Henri Mulet (1878-1967) was a French organist and composer and cellist. He studied the organ with Guilmant and Widor and served at several different churches before settling down at St Philippe du Roule in Paris. He was a professor at the Ecole Niedermeyer and at the Schola Cantorum. Mulet was quite eccentric, had few friends, and wrote little music that has survived. He burned many of his own manuscripts in 1937 and left Paris for Draguignan in Provence. He spent the last thiry years of his life in seclusion. Esquisses Byzantines (Byzantine Sketches) is a collection of ten character pieces inspired by elements of the Sacré-Coeur Basilica in Paris. Campanile, (Bell Tower) has an inscription which translates: “All white, it overlooks the vastness of the countryside.”
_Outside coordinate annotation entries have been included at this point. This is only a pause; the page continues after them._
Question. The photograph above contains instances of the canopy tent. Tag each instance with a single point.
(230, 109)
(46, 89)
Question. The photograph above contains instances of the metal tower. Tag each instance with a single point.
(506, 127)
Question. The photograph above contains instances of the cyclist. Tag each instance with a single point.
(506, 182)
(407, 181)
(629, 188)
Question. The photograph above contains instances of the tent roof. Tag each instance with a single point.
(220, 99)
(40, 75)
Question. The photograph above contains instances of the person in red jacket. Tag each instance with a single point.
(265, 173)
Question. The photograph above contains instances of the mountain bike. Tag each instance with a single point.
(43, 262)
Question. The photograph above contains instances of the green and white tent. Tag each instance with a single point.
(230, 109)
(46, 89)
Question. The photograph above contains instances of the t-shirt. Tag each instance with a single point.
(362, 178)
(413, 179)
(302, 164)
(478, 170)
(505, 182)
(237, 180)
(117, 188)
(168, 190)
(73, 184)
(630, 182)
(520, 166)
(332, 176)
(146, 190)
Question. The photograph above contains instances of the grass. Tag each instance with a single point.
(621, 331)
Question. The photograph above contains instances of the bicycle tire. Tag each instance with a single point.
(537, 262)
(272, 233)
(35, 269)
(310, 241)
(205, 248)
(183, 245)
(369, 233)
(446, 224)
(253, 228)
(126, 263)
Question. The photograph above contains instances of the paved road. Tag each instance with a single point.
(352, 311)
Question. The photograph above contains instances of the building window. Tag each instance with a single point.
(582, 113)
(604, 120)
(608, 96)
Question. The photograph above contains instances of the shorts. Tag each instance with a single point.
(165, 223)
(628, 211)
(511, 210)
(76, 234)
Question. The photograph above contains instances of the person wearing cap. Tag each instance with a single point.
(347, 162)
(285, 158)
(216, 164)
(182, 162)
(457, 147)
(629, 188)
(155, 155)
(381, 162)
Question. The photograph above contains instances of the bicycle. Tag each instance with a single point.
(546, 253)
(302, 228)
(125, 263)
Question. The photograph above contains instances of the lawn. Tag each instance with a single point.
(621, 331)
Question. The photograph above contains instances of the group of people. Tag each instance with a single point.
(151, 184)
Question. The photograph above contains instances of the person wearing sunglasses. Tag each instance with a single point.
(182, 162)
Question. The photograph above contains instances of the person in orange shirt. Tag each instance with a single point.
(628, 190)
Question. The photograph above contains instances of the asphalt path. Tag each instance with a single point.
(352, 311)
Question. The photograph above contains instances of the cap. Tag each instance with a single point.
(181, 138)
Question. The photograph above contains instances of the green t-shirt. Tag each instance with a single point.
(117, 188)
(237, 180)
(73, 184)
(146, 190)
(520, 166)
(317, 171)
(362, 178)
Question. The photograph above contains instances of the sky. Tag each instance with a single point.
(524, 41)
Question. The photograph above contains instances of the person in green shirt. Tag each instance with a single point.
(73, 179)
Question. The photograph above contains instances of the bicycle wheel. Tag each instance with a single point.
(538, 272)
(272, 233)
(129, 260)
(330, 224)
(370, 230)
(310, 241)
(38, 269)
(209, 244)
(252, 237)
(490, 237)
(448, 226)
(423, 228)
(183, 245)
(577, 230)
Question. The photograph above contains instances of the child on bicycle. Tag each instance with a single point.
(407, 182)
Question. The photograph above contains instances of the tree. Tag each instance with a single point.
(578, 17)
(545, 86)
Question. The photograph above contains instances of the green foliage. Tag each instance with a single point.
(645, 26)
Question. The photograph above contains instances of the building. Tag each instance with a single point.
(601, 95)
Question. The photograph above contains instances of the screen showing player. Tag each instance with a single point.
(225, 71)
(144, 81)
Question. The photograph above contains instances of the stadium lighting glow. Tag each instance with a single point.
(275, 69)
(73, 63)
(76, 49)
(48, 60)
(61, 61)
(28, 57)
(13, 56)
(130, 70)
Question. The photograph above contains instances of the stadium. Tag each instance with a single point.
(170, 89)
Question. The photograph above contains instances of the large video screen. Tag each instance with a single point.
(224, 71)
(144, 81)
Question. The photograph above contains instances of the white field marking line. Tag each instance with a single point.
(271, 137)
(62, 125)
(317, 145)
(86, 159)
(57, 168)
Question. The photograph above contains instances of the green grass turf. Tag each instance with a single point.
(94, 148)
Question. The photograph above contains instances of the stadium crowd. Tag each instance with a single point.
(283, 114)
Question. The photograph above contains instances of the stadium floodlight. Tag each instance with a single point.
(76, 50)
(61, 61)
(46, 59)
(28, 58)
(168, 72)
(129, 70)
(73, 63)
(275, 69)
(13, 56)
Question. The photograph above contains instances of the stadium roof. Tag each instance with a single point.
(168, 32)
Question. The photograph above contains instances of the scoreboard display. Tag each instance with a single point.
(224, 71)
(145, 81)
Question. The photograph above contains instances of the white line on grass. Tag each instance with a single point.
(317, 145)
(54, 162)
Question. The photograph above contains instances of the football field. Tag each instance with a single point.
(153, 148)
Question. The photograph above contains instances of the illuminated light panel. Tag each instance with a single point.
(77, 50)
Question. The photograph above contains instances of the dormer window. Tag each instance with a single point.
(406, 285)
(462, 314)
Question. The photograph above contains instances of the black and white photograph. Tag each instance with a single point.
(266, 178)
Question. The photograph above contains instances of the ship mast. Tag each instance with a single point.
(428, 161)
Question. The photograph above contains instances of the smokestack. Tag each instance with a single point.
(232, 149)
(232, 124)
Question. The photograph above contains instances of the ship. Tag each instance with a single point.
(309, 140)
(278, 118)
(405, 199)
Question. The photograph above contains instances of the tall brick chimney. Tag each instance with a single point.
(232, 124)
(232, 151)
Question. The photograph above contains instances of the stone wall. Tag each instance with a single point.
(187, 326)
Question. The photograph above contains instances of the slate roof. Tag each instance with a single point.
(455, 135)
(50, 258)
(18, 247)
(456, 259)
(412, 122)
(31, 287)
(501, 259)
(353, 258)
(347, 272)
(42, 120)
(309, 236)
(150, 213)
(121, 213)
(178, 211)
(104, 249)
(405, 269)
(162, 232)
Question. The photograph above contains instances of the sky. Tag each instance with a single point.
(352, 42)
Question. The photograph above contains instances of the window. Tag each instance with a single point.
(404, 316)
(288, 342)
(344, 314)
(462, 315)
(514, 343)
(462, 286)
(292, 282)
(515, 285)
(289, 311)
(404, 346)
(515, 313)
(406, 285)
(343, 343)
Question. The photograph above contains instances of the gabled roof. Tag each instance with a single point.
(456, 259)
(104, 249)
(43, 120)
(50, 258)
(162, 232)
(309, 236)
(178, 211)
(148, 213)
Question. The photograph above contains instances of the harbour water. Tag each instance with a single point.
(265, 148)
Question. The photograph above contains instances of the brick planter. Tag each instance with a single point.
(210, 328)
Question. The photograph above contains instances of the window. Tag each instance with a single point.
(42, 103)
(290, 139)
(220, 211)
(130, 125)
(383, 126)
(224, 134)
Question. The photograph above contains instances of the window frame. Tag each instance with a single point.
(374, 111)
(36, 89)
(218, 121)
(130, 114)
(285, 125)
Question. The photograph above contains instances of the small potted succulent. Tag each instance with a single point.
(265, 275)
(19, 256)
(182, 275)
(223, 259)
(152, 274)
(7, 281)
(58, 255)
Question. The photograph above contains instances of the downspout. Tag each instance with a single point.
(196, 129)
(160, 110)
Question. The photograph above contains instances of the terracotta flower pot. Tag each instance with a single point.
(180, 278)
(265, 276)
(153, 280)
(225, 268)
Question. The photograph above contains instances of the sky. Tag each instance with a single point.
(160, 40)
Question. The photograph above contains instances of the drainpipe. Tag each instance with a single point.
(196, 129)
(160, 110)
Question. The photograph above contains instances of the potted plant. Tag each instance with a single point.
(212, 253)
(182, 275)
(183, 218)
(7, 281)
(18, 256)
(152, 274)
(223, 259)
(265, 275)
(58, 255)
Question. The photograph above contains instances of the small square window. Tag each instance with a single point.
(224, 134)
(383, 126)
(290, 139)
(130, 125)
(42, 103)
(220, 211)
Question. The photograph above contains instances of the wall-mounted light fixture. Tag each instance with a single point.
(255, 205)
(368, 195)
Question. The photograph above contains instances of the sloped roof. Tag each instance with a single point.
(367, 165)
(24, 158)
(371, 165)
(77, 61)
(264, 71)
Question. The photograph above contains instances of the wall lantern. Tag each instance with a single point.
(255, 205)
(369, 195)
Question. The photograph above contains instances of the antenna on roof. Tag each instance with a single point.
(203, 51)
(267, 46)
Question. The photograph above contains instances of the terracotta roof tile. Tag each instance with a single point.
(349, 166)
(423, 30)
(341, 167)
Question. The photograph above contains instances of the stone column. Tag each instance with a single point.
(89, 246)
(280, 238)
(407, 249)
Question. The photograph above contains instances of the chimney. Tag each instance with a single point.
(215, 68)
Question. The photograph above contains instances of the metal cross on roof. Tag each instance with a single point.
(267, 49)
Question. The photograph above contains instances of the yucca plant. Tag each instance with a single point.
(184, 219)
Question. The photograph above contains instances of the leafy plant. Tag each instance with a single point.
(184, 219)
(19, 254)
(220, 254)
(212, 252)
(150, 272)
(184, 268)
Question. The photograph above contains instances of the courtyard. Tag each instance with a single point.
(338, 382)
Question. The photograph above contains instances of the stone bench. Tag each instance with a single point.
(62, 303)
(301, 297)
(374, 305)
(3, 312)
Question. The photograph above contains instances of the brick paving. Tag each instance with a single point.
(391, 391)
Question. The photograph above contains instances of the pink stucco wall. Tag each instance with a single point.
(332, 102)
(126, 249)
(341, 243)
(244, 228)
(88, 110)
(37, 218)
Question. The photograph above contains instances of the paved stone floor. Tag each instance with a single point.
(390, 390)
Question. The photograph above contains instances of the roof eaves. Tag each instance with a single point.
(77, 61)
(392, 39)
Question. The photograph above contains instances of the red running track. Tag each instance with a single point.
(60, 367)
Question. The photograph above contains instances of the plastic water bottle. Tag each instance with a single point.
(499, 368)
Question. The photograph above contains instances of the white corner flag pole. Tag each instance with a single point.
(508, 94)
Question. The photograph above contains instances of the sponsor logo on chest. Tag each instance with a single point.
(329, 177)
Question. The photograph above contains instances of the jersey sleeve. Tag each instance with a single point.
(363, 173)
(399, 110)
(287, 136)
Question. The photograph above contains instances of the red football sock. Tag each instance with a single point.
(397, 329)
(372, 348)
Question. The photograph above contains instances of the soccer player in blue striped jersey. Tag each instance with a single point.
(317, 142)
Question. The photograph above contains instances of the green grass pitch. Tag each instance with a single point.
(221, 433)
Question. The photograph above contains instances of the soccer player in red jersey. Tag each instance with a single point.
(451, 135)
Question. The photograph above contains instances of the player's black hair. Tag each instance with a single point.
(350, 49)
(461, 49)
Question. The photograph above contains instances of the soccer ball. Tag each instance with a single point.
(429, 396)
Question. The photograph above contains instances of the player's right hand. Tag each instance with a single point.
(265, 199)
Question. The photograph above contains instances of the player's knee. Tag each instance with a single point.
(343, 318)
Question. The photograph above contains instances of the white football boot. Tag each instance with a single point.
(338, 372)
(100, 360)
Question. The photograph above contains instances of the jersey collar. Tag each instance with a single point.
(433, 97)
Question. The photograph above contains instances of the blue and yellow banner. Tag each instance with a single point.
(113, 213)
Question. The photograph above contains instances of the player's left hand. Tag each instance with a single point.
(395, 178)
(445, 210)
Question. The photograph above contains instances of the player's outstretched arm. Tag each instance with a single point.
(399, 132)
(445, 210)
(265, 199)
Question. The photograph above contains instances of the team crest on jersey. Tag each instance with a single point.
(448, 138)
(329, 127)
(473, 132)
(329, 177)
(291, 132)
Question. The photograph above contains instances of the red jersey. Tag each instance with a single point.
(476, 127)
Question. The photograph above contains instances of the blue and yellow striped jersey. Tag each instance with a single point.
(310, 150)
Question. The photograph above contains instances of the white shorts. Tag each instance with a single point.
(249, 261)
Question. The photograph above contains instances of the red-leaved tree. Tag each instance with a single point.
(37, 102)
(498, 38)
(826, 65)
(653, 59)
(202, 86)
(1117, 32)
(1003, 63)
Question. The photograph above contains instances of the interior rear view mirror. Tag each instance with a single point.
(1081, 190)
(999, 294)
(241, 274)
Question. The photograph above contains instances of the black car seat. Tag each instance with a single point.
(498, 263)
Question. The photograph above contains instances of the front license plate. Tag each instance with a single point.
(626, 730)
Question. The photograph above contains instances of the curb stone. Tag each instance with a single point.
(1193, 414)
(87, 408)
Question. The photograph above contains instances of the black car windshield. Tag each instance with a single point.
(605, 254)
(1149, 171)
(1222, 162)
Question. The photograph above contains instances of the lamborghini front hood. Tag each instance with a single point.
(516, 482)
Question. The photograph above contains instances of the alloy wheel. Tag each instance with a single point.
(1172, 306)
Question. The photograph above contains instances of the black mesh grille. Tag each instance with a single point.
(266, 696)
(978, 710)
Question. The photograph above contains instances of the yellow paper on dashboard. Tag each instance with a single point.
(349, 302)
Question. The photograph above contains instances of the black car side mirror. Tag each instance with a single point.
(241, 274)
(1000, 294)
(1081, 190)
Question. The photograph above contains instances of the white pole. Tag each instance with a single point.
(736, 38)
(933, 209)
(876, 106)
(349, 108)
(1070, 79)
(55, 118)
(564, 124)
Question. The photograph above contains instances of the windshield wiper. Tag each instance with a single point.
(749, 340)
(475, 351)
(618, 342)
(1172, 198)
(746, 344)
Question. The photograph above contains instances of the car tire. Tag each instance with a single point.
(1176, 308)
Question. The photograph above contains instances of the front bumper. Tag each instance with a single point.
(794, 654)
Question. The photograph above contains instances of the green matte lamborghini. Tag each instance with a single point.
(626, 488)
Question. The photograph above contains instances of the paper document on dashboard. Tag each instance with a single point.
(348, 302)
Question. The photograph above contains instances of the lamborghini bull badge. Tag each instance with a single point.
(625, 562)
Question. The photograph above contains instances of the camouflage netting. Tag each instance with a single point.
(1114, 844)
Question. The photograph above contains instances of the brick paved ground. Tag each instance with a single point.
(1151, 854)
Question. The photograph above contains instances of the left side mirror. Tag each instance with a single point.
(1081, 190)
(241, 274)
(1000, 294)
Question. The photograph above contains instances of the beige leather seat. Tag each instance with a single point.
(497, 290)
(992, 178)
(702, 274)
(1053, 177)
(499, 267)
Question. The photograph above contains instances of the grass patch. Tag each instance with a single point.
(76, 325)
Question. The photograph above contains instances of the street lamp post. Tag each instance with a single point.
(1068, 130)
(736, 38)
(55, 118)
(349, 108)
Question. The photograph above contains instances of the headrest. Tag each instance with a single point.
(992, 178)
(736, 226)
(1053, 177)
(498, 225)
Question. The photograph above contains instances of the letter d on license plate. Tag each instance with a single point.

John Tavener’s(1944-2013) music also deals with vastness. Known for his avant-garde piece, The Whale he has undergone many spiritual changes in his nearly 70 years. Tavener grew up in the Presbyterian tradition but left it in favor of Catholic Mysticism and then turned to the Eastern Orthodox Church. All of this was reflected in his music. His life was plagued with health problems. He suffered a stroke in 1979 and was later diagnosed with Marfan syndrome. He had a heart attack in 2007 and another in 2008 that left him physically and emotionally destroyed. He died in his home on November 12, 2013. His setting of William Blake’s The Lamb from Blake’s Songs of Innocence and Experience. The simple anthem is centered around four notes and runs the gamut from extreme dissonance to lush deep harmonies that could easily be associated with the Orthodox ties that Tavener formed during his life. Tavener states that the piece came to him fully developed and he was inspired by his three year-old nephew Simon.